On Sunday, as always on the Second Sunday in Lent, we were given the gospel account of the Transfiguration of the Lord, and in Matthew’s version it is clear that the disciples experienced a mystical vision.
So what exactly happened? What did they see, how did they see it and by what process did they see what they saw?
In the early 198s I went with a group of pilgrims to Medjugorje. At that time the teenage visionaries were still experiencing daily apparitions of the Blessed Virgin Mary. While there I also had a mystical experience seeing the sun spin. I told the story here: But what did we see and remembering the Miracle of the Sun what did thousands of people see at Fatima? They reported that the sun was spinning and plunging to the earth.
But of course we know that did not happen.
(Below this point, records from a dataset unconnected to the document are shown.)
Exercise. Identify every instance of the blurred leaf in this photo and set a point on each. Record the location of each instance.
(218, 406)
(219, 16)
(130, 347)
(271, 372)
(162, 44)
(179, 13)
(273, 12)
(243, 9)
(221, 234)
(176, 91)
If the sun were really spinning everyone on earth would have seen it, and the sun did not plunge toward the earth because it is a ball of fire a million times bigger than the earth. If it had plunged even slightly toward earth the earth would be a cinder.
And what about the visionaries? When asked about their visions of the Blessed Virgin Mary the children of Medjugorje (like Bernadette at Lourdes and the Fatima children) reported that the Lady was just as solid and “real” physically as everyone else. She was not ephemeral, ghostly or transparently “spiritual” and yet only the visionaries saw her.
I knew a priest in England who saw dead people and he said they were just as solid and substantial as the next person. They were not ghostly and ectoplasmic.
It would seem that Peter, James and John had a similar experience. Moses and Elijah were solid and “real” in appearance.
So whaat is happening? I do not profess to be an expert in such matters, but we can say for a certainty that the sun did not really spin. We SAW the sun spin and were convinced of it because we believe what we can see. However we also know rationally that the sun did not literally spin and (at Fatima) plunge to earth.
Therefore, something else happened. There was a miracle, but the miracle took place within the mechanisms of our perception and our processing of sense perceptions. In other words it was in our head–not in the literal physical world.
This is where the miracle is most bewildering because there are certainly unexplained miracles that DO take place in the material/physical realm. Eucharistic miracles, miracles of healing and miracles of nature like incorruptible bodies of saints or levitating and bi-locating saints.
What do we make, therefore of mystical visions? I think we take them at face value. We believe people who have experienced certain phenomena. Do we believe what they experienced is always necessarily congruent with what we know of the physical, historical facts? We don’t need to. We simply believe that they really did experience something inexplicable and important for them. Furthermore, as we do with the Transfiguration, we reflect on the experience and try to discern what God is revealing to us through it. But the church also maintains that private visions and revelations are just that: private.
We don’t impose belief in them on other people and we don’t create dogma from them. If nothing in them contradicts church teaching then they are accepted as part of the greater mysteries of our redemption and while accepting them we should also cultivate a healthy skepticism. In other words, we should believe our eyes…but not always.